About eggplant as a high fiber food

Eggplant is a high-fiber food with only minimum amounts of vitamins and minerals. One-half cup steamed eggplant has 2.5 g of dietary fiber and 0.5 mg vitamin C (0.8 percent of the RDA).


In 1992, food scientists at the Autonomous University of Madrid studying the chemistry of the eggplant discovered that the vegetable's sugar content rises through the end of the sixth week of growth and then falls dramatically over the next 10 days.
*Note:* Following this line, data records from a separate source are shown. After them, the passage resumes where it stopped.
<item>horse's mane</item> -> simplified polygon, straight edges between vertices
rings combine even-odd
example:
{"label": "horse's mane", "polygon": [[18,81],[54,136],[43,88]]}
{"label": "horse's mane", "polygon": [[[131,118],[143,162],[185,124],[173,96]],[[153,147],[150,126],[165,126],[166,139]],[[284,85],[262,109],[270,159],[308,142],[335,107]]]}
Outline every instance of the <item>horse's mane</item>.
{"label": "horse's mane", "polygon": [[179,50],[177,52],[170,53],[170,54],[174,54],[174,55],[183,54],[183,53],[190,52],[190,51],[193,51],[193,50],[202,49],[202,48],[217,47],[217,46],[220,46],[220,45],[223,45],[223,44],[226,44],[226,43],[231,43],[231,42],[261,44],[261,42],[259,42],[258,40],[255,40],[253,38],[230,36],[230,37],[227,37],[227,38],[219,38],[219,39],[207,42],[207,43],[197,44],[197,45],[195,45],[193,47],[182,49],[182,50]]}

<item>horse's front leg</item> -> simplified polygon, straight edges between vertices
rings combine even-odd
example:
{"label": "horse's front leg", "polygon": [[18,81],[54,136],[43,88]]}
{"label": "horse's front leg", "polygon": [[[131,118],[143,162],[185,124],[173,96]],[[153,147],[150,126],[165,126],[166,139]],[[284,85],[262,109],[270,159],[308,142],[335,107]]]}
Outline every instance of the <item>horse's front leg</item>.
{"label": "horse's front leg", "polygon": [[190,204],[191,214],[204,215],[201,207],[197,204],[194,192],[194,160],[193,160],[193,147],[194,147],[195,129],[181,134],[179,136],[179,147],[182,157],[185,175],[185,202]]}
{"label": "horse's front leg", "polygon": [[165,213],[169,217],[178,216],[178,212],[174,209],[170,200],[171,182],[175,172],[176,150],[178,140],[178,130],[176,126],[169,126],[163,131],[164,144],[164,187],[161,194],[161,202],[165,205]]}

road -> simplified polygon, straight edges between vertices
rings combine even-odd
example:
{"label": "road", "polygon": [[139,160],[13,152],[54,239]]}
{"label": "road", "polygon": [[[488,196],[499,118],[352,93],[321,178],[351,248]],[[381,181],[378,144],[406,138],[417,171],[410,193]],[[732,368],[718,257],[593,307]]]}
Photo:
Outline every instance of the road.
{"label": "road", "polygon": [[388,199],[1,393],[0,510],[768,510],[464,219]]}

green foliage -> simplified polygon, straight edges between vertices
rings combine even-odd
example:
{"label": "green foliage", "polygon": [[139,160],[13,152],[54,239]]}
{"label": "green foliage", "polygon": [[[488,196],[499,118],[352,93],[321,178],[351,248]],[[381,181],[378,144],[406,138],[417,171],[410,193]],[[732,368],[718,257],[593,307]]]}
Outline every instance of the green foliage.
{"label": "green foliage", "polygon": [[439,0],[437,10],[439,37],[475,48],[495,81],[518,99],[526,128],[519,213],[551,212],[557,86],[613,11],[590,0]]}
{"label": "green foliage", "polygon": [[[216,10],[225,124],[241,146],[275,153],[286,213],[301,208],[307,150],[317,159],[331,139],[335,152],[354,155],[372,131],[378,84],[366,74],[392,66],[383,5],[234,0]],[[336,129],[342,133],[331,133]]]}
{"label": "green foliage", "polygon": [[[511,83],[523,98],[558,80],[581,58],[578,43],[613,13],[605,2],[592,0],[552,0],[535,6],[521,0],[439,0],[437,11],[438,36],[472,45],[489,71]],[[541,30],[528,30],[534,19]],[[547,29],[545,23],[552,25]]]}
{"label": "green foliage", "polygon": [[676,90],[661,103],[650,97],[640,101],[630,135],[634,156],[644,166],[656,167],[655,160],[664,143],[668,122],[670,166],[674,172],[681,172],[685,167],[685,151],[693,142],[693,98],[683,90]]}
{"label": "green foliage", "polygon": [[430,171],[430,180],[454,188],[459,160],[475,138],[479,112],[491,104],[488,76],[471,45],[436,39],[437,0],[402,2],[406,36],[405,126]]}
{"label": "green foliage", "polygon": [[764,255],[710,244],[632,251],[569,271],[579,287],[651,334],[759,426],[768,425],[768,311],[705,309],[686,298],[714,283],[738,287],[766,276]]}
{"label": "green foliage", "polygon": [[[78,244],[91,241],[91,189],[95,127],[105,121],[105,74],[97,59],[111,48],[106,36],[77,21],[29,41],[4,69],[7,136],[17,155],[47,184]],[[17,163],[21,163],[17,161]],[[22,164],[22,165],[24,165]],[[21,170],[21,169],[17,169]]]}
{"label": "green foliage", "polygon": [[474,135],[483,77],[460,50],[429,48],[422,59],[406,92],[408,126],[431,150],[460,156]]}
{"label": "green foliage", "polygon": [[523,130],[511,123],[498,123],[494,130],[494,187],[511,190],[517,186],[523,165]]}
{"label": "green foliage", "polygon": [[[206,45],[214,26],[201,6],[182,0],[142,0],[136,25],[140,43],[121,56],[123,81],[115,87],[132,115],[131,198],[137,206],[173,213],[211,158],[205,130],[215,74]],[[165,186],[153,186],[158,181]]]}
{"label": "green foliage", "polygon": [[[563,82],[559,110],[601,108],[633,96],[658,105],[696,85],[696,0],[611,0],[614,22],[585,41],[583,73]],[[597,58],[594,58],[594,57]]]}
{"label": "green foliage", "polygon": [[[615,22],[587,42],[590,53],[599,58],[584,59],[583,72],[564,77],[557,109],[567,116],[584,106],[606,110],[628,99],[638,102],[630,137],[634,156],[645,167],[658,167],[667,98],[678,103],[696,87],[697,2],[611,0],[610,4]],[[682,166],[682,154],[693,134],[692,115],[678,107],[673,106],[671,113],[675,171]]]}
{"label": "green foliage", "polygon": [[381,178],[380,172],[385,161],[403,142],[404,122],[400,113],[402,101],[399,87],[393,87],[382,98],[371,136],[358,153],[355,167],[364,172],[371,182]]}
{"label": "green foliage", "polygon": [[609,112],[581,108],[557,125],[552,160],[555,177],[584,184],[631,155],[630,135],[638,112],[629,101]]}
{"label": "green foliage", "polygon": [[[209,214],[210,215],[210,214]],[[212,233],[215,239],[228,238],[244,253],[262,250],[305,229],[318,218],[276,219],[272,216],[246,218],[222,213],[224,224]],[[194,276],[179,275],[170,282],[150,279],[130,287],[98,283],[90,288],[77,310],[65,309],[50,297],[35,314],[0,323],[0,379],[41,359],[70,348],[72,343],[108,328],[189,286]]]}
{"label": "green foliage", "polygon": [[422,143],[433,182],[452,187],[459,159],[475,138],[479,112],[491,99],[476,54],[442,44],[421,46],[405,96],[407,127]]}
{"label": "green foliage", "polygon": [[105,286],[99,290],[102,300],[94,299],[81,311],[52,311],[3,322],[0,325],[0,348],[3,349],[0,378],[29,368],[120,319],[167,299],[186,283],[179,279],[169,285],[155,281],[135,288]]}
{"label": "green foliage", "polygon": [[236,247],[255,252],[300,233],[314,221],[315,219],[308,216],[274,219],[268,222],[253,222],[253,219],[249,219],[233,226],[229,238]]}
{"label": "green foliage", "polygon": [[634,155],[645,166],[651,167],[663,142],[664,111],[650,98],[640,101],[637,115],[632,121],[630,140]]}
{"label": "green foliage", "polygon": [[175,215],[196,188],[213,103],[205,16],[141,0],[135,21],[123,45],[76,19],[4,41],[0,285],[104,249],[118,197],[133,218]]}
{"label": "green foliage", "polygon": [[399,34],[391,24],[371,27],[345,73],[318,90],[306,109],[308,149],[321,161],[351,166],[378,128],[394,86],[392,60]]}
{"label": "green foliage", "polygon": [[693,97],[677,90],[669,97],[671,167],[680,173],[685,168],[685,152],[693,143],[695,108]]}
The same thing happens with other flavor chemicals in the vegetable and with vitamin C, so the researchers concluded that eggplants taste best and are most nutritious after 42 days of growth.

 

Eggplants are members of the nightshade family, Solanacea. Other members of this family are potatoes, tomatoes, and red and green peppers. These plants produce natural neurotoxins (nerve poisons) called glycoalkaloids. It is estimated that an adult would have to eat 4.5 pounds of eggplant at one sitting to get a toxic amount of solanine, the glycoalkaloid in eggplant.

 

The eggplant's two culinary virtues are its meaty texture and its ability to assume the flavor of sauces in which it is cooked. As a result, it is often used as a vegetarian, no-cholesterol substitute for veal or chicken in Italian cuisine, specifically dishes ala parmigiana and spaghetti sauces. However, in cooking, the eggplant absorbs very large amounts of oil. To keep eggplant parmigiana low in fat, use non-fat cheese and ration the olive oil.